The Holy Land (present day Israel, Jordan and the Palestinian Authority) has been a central arena where different faiths met, communicated, competed and conflicted with each other. It boasts a plethora of ancient mosaics from the Hellenistic, Roman, Byzantine, Umayyad and Early Abbasid periods.
Professor Rina Talgam, the Alice and Edward J. Winant Family Professor of Art History, in the History of Art Department in The Hebrew University of Jerusalem’s Faculty of Humanities, has been following the intricate visual dialogues among Paganism, Judaism, Samaritanism, Christianity and Islam in the Holy Land from before the Roman Empire to after the Muslim conquests.
“Mosaics located in private and public spheres, in both secular and religious buildings, played an important role in constructing cultural, religious and ethnic identities in a multicultural society, often intended to reflect the difference among the various communities, but also testified to the existence of an extensive commonality,” Talgam said.
In her recent book — Mosaics of Faith: Floors of Pagans, Jews, Samaritans, Christians, and Muslims in the Holy Land (Penn State University Press, July 2014) — Talgam offers comprehensive analytical history of mosaics from a wide chronological range (a millennium), reviewing all aspects of the floor mosaics in their multicultural contexts.
“The discussion of the mosaics touches upon a long list of questions and deals with all aspects of the mosaics.
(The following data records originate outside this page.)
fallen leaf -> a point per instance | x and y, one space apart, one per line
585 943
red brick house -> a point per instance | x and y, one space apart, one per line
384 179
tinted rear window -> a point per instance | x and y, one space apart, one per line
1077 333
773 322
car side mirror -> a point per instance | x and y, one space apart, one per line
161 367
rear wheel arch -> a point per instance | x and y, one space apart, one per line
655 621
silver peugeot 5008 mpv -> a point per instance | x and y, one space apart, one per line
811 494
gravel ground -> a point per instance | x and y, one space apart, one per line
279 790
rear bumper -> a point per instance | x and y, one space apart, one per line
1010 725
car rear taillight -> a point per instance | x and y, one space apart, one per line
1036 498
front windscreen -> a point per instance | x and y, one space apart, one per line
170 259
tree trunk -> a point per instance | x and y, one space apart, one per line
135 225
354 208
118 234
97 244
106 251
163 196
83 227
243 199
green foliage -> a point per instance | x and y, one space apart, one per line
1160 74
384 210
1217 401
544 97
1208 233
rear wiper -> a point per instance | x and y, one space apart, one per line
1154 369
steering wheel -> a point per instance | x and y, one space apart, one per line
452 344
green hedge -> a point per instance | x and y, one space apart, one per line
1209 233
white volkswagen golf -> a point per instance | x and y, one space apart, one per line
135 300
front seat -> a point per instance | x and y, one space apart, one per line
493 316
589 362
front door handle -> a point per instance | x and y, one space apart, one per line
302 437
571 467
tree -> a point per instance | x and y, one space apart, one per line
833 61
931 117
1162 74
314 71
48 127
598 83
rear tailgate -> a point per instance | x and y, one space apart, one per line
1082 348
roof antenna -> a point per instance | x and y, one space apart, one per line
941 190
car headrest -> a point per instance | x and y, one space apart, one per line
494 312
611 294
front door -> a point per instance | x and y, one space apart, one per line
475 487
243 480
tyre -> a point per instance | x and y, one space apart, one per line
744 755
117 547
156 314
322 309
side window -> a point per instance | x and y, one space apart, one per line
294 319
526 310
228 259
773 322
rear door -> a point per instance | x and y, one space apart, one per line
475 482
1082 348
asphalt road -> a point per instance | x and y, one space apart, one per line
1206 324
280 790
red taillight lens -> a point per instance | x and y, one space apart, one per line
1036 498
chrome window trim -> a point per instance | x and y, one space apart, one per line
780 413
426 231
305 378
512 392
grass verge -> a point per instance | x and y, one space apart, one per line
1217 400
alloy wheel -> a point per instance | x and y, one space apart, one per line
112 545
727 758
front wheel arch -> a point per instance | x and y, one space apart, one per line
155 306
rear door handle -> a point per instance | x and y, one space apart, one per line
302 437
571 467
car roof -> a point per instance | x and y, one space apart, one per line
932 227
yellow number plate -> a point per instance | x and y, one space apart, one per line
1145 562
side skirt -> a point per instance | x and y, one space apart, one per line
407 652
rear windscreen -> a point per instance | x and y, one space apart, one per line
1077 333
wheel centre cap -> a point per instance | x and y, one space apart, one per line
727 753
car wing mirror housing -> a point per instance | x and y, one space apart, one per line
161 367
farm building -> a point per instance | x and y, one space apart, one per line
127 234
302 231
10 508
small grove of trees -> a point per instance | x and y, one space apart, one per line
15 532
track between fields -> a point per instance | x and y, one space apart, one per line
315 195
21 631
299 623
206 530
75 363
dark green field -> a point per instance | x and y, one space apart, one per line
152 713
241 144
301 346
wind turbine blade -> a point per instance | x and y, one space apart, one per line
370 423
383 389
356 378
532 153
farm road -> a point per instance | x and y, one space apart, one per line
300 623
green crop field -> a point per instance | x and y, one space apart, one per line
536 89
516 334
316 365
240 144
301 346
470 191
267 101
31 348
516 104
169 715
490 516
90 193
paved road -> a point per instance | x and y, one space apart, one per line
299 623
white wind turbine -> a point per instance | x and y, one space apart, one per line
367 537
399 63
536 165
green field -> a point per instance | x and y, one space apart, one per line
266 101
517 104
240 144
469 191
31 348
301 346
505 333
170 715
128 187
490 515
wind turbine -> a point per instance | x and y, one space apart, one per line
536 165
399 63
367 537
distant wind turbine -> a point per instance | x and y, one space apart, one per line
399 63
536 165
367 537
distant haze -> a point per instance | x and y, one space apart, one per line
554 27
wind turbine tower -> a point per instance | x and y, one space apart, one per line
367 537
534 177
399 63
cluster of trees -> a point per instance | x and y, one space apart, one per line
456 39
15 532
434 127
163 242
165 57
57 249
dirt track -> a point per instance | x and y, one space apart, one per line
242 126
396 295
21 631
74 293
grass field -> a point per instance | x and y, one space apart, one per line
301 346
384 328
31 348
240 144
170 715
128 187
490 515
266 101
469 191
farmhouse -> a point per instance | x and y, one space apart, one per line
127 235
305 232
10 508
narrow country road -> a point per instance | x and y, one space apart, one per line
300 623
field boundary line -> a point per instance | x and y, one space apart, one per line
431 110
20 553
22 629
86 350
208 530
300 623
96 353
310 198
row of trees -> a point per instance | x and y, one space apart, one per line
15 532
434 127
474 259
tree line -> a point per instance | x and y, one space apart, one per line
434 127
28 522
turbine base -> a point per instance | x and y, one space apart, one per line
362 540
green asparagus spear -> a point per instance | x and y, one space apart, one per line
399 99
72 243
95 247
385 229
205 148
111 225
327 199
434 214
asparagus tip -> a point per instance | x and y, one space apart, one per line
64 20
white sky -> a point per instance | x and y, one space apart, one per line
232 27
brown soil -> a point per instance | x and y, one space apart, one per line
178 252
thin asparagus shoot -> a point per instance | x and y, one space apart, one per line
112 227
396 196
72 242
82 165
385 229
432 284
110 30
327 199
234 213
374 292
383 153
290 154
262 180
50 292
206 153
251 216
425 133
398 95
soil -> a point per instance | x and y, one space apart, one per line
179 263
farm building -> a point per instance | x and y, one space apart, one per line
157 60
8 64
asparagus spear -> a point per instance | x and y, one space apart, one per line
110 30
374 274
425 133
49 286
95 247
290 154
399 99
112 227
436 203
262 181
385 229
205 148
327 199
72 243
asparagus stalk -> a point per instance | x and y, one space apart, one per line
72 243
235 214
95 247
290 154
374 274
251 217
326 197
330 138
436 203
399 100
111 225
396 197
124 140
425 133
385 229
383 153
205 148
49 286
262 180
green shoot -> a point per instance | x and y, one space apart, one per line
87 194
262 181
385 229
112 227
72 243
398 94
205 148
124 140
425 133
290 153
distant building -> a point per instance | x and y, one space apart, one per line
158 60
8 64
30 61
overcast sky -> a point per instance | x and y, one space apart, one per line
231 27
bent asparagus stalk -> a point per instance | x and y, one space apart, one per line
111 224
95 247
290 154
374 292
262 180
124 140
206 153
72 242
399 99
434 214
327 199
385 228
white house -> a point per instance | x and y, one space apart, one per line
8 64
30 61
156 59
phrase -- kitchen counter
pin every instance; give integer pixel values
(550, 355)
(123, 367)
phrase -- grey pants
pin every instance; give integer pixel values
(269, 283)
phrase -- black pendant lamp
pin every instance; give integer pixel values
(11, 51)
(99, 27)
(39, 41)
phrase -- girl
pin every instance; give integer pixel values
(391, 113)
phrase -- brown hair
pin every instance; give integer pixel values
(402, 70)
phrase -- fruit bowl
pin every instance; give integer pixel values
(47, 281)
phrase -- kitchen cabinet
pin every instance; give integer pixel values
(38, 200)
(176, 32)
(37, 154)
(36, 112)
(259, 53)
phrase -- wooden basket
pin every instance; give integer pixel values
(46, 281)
Alongside the study of iconographic aspects, it examined the compositional characteristics, the style and the technique of the mosaic,” said Talgam, a highly experienced archaeologist specializing in the ancient art of the Middle East.
The book examines the relations between the religious and secular spheres and indicates a considerable degree of dynamism in the drawing of the boundaries between them over the course of time. What makes this endeavor both timely and imperative are recent archeological discoveries that have considerably enriched the existing corpora and, above all, have challenged prevailing assumptions.
“The inclusion of mosaics in the scholarly discourse makes possible a richer perception of the past and sheds light on both the intimate links and the disjunctions between art and text,” Talgam said.
Talgam’s research earned her the First Prize of the Polonsky Prizes for Creativity & Originality in the Humanistic Disciplines for the year 2016. She accepted the prize at The Hebrew University’s 79th annual meeting of the Board of Governors in Jerusalem, by Marc Polonsky, Associate Governor of The Hebrew University and former trustee of the British Friends of The Hebrew University
Dr. Leonard S. Polonsky, a devoted, long-serving former Trustee and now Patron of the British Friends of the Hebrew University, initated the Polonsky Prize. Dr. Polonsky is a Hebrew University Governor and Honorary Governor recipient whose charitable foundation has been funding such prizes for over 20 years in order to highlight the originality and creativity of scholarship in the humanities at The Hebrew University. The prizes are awarded for creative endeavors in all areas of the humanities that were written or published during the past five years.